おかしな夢はあれから一度も見ていないけど、ずっと気にしている。
普通、夢というものはあやふやで朧げで、すぐに忘れるものなのに、あの夢だけは今も色濃く残っていて、忘れることはない。
不思議な世界に行ってきたような感覚が、今もハッキリと残されたままなのだ。
あの扉を開けたら、私達の出会いのシーンだったけど、あのままずっと見続けていたら、ひと夏の想い出が丸々入っていたのだろうか……。

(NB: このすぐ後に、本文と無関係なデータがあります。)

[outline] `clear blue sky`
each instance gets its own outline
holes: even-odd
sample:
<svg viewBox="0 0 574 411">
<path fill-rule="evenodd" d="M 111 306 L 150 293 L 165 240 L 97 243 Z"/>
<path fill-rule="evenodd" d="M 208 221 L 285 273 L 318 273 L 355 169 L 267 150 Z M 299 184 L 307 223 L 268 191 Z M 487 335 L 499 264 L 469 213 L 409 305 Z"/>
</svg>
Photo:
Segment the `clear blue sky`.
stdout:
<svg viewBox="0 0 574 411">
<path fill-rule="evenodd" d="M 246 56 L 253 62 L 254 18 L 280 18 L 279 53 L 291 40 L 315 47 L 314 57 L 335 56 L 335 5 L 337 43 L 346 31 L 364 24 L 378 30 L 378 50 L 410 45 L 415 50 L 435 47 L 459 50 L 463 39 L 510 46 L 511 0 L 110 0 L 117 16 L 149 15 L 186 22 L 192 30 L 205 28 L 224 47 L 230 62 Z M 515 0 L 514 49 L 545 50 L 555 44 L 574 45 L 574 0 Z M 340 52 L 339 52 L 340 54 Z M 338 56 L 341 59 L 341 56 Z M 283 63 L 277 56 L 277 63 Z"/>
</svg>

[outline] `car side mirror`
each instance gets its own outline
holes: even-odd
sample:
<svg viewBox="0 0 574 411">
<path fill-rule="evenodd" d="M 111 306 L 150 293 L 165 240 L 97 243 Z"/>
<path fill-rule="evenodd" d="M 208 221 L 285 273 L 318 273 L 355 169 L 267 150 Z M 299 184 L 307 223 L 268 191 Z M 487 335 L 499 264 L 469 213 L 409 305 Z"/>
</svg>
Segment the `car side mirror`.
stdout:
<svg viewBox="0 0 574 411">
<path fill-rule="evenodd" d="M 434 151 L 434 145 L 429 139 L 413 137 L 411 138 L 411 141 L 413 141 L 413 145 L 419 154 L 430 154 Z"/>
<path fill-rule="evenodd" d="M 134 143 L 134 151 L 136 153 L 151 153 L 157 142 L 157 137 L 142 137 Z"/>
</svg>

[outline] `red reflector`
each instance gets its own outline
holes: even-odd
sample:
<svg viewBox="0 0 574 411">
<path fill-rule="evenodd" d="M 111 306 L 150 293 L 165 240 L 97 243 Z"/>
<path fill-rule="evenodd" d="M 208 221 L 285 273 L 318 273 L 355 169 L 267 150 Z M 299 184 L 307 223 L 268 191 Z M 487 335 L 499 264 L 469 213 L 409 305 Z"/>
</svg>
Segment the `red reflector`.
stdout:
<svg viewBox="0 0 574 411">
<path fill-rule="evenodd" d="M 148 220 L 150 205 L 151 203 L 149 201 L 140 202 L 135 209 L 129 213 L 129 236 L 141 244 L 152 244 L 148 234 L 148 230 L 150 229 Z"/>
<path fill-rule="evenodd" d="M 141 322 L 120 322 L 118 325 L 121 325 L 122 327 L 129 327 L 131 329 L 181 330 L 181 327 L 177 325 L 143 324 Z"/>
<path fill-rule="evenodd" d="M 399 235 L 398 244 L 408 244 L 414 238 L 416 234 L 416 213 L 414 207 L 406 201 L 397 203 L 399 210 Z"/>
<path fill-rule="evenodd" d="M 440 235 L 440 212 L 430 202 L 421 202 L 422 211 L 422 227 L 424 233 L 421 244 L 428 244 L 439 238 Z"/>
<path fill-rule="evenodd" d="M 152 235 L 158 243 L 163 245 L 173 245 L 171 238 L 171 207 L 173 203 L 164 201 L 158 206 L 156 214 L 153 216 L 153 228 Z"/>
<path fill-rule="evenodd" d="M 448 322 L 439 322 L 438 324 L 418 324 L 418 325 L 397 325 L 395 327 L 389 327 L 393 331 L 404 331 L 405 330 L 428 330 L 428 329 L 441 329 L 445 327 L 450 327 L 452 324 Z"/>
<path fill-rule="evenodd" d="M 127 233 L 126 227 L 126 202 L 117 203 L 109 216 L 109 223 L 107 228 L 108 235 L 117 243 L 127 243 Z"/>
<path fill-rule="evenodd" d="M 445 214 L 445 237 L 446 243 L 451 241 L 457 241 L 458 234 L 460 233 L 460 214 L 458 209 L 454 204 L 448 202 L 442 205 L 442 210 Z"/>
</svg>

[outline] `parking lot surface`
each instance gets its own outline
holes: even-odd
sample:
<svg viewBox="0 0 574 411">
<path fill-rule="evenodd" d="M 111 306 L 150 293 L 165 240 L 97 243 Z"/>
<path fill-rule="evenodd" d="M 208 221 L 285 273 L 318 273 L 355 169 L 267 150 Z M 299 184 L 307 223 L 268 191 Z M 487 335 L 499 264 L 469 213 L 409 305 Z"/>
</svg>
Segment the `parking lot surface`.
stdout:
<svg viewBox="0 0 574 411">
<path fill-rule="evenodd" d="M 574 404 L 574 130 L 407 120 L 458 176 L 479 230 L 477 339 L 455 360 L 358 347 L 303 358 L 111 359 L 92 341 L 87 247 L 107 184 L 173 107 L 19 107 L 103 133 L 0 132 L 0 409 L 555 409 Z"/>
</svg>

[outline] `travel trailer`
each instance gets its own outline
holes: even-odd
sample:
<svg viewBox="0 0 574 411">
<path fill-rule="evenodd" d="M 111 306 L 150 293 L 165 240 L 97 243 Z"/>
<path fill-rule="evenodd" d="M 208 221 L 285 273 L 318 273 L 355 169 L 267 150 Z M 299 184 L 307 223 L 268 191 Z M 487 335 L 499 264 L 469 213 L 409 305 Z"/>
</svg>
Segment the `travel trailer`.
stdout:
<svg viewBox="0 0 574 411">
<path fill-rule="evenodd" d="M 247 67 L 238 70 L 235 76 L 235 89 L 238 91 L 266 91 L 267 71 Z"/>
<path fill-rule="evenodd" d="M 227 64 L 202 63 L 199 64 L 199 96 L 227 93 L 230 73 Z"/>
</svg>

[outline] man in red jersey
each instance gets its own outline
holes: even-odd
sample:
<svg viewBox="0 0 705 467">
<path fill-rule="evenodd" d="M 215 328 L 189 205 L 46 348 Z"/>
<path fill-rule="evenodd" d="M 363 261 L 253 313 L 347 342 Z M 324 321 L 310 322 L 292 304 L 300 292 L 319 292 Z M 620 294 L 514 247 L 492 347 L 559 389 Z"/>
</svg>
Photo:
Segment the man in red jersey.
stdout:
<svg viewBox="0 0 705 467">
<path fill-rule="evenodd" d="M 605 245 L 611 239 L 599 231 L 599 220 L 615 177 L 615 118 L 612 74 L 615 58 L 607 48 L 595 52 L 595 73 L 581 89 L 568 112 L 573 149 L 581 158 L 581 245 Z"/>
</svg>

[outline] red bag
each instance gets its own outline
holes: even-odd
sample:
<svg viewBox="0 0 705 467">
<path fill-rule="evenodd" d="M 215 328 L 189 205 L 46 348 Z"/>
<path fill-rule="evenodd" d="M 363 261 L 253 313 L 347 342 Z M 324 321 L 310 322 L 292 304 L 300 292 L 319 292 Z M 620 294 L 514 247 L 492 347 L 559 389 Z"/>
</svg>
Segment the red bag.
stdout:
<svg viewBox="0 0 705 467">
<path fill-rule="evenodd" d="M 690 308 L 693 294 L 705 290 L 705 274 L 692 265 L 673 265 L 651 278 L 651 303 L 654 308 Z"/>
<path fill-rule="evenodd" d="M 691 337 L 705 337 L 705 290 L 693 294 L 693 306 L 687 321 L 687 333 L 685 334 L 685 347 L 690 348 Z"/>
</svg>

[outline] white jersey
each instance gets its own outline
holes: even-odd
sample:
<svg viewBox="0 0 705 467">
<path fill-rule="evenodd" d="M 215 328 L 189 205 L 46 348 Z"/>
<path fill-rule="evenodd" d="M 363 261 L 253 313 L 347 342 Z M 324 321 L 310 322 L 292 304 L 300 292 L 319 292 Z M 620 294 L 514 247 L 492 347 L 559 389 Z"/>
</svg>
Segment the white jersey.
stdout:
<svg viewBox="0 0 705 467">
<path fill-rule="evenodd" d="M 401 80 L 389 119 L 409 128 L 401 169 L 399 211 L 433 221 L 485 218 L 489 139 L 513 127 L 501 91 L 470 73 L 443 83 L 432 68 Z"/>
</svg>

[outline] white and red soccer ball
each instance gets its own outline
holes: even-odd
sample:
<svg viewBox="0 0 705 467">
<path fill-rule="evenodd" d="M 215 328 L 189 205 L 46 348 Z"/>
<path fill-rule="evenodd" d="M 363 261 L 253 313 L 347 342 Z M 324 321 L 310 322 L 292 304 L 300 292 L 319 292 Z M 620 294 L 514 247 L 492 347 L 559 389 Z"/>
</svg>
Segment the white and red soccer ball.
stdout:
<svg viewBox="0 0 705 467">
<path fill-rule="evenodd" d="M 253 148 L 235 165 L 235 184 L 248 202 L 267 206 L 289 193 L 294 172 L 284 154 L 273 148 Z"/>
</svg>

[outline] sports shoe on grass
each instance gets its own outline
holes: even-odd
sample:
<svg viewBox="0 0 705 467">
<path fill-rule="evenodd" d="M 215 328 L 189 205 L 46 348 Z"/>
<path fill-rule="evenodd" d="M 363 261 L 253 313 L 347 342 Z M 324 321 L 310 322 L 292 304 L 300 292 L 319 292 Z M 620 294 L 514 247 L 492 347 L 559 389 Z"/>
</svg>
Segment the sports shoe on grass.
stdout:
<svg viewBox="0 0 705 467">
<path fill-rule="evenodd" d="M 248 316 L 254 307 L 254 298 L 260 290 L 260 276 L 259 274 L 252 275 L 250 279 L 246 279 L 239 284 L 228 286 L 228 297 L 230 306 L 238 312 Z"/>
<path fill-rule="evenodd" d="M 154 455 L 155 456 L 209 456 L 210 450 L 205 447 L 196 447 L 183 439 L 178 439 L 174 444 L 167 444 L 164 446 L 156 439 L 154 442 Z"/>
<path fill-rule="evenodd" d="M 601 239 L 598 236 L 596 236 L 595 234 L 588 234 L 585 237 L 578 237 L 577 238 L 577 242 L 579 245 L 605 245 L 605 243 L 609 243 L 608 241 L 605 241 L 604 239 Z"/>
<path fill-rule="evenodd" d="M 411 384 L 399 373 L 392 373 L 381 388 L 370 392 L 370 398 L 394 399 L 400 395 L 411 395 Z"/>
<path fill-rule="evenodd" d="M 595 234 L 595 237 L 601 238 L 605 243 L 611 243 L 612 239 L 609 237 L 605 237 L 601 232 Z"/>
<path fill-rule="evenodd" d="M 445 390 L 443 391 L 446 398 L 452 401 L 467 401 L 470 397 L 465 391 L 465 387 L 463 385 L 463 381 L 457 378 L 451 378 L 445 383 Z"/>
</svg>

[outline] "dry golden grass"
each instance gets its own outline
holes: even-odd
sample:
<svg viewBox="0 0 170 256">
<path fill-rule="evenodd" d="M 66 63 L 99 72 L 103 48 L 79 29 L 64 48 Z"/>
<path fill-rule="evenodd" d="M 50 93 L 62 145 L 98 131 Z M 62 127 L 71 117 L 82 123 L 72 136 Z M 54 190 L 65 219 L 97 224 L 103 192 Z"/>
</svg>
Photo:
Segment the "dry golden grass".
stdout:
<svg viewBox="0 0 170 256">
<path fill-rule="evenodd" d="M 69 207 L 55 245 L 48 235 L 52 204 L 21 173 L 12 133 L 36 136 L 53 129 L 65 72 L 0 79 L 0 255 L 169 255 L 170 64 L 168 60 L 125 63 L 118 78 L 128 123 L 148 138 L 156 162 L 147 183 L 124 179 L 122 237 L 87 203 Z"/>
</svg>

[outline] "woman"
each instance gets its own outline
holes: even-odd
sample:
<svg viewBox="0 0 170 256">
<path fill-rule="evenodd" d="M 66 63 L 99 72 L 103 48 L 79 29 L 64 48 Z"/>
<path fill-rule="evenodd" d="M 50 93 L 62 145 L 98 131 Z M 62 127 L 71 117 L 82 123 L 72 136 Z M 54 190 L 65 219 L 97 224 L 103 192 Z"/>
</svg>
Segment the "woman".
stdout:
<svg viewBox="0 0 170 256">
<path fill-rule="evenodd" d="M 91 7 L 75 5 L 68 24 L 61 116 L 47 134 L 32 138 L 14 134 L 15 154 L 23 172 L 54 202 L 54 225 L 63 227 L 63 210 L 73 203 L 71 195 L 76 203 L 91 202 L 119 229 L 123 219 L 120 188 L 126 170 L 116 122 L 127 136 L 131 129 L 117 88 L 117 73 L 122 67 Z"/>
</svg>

そうすると、目を輝かせて私に夢を語る奏に、もう一度会えたかもしれない。
『大きくなったらプロのピアニストになるんだ。僕のピアノを聴いてもらうために、世界中を飛び回るんだよ』
『デビューコンサートには、綾を一番に招待するからね。特別席だよ。楽しみに待ってて』
目の前の白いワイシャツの背中に、幼い彼の笑顔を映し出すと、懐かしい台詞が可愛い声で再生された。
あ、そうか……あれが奏の、夢の原点だとしたら……。
心の中から、私との想い出をスッポリと切り離した理由が、分かった気がした。
なにかの理由で、ピアニストの夢を諦めなくてはならなかった奏。
辛い現実から逃れたくて、ピアノへの情熱と共に夢の原点までを、あの扉の中に閉じ込めたのではないだろうか……。